There are fine new adornments, like Jenny Holzer's LED-installation homage For Paula Modersohn-Becker in the splendid staircase.


And, whatever its vicissitudes, I can't think of a more beautiful gallery for 20th century art. There was also an impressive temporary exhibition rediscovering the works of Josef Scharl (1896-1954), Between Two Worlds - Munich and New York, Expressionism and Neue Sachlichkeit.


Historically the most fascinating of his large-scale works is Blind Beggar in a Cafe. Among the cafe habitues are Lenin and Stresemann; the beggars include the faces of Scharl himself, Van Gogh and Gauguin, being sent out by a waiter who's clearly intended to be Hitler himself, well known in Munich at the time the picture was painted.


Scharl represented his disgust at the events of 1933 obliquely with an apocalyptic painting of Burning Stars, the battered body of Pietà,


 Three Mourning Women and  Slaughtered Lamb.

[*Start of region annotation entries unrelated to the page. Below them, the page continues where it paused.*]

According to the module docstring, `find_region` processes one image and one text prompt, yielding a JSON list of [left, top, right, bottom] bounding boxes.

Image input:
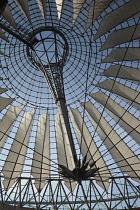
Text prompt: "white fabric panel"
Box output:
[[101, 65, 140, 81], [70, 109, 111, 190], [55, 114, 75, 170], [2, 5, 17, 29], [0, 88, 7, 94], [0, 50, 3, 55], [96, 79, 140, 109], [73, 0, 85, 23], [86, 0, 114, 28], [100, 25, 140, 51], [0, 97, 15, 111], [15, 0, 31, 22], [95, 0, 140, 39], [81, 102, 140, 182], [90, 92, 140, 144], [0, 106, 24, 149], [55, 113, 76, 191], [36, 0, 46, 20], [55, 0, 63, 19], [2, 111, 34, 190], [102, 47, 140, 63], [0, 29, 9, 42], [31, 113, 50, 191]]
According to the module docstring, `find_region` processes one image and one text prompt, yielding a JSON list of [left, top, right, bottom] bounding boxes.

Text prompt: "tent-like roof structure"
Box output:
[[0, 0, 140, 209]]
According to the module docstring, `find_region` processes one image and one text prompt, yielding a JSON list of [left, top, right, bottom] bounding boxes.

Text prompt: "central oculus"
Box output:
[[27, 27, 68, 68]]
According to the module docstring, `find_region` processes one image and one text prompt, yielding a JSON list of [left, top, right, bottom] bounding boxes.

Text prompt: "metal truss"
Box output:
[[0, 177, 140, 210]]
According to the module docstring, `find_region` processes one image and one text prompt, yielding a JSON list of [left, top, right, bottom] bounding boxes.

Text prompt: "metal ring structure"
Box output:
[[0, 0, 140, 210]]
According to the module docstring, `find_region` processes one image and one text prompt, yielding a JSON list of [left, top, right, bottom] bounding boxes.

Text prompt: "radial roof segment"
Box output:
[[100, 25, 140, 51], [31, 113, 50, 192], [0, 88, 7, 94], [2, 5, 17, 29], [55, 0, 64, 19], [73, 0, 85, 23], [82, 102, 140, 182], [102, 47, 140, 63], [90, 92, 140, 144], [15, 0, 31, 22], [95, 0, 140, 39], [0, 97, 14, 111], [0, 0, 140, 210], [2, 111, 34, 190], [36, 0, 46, 19], [101, 65, 140, 82], [97, 79, 140, 109], [86, 0, 113, 29], [0, 106, 24, 149], [0, 29, 9, 42], [71, 109, 110, 190]]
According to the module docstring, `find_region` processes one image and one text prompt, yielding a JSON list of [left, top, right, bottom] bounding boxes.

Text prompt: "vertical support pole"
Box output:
[[57, 99, 77, 166]]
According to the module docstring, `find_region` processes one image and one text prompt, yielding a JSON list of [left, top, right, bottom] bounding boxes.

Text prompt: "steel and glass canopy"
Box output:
[[0, 0, 140, 209]]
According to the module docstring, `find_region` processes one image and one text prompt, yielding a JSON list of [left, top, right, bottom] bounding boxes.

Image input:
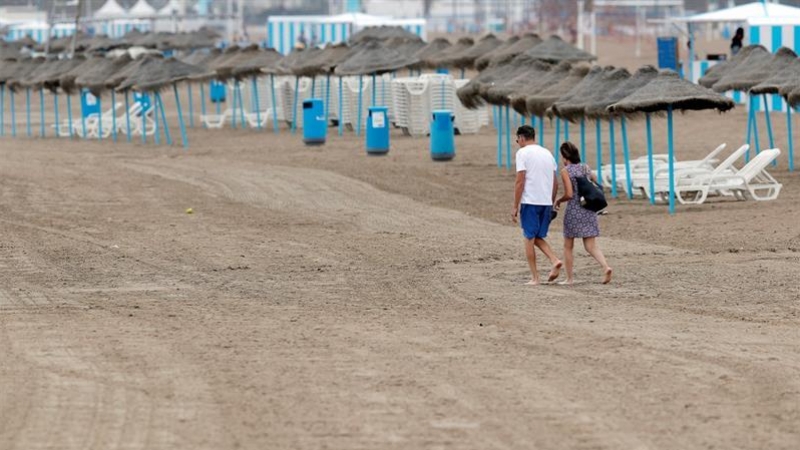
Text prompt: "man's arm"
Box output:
[[511, 170, 525, 222]]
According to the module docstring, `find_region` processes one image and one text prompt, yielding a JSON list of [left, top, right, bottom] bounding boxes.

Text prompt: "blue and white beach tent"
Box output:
[[267, 13, 427, 55]]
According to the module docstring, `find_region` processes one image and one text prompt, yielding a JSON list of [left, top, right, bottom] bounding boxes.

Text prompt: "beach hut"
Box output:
[[608, 70, 735, 214]]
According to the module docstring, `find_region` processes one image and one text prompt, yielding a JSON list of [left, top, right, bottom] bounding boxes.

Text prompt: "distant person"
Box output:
[[555, 141, 612, 284], [731, 27, 744, 56], [511, 125, 562, 285]]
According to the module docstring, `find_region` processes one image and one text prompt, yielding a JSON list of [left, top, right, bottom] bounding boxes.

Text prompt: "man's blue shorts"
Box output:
[[519, 203, 553, 239]]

Having refused to join the Nazi Party, he left Germany for America in 1938. The works of the later years have integrity, but not the same urgency. At least in this exhibition partial amends are made for Roselius's complicity; but the great survivor remains 'Paula'.

8 comments:

Susan said...

What a magnificent find! The still life you show puts in mind Cezanne. What a terrible shame that her life was cut short.

David said...

Perceptive of you. On 19 October 1907, not long before her second child's birth and her death, Paula wrote to her best friend Clara, who married Rilke with unhappy results, 'My mind has been much occupied these days by thoughts of Cézanne, of how he is one of the three or four powerful artists who affected me like a thunderstorm, like some great event. Do you still remember what we saw at Vollard's in 1900? And then, during the final days of my last stay in Paris, those truly astonishing early paintings of his at the Galerie Pellerin.' And to her mother four days later: 'I would so love to go to Paris for a week. Fifty-five Cézanne are being exhibited there now!'

Coincidentally, she also painted a still life with goldfish some time before Matisse's better-known treatment.

Susan said...

Interesting! As is the Matisse-goldfish connection. So glad she and her work have been rediscovered, and thanks to you for bringing the news.

David said...

I warmly recommend the Marie Darrieussecq quasi-biography. Short, clear and poignant, keeping an air of mystery about a subject the writer absolutely adores.

Pamela Williamson said...

Poignant and beautiful. A compliment to be called 'degenerate' by the Nazis. Such wonderful photos, David.

David said...

Pamela, I know you'd find the book as engrossing and singular as the paintings.

Deborah vdB said...

What a marvellous artist! I’m ashamed to say I’d never heard of her, as hadn’t other members of my sculpture group to whom I showed her paintings. I would love to go and see her work. And she died so very young. A real tragedy...what would she have gone on to do?

Thank you so much foe drawing my attention to her.

David said...

If an artist of your calibre thinks highly of her too, Deborah, then I must be on the right track. She seems to have been very prolific in what turned out to be her high noon and sunset rolled into one, but I love what she limited herself to painting, if 'limited' is at all the right word.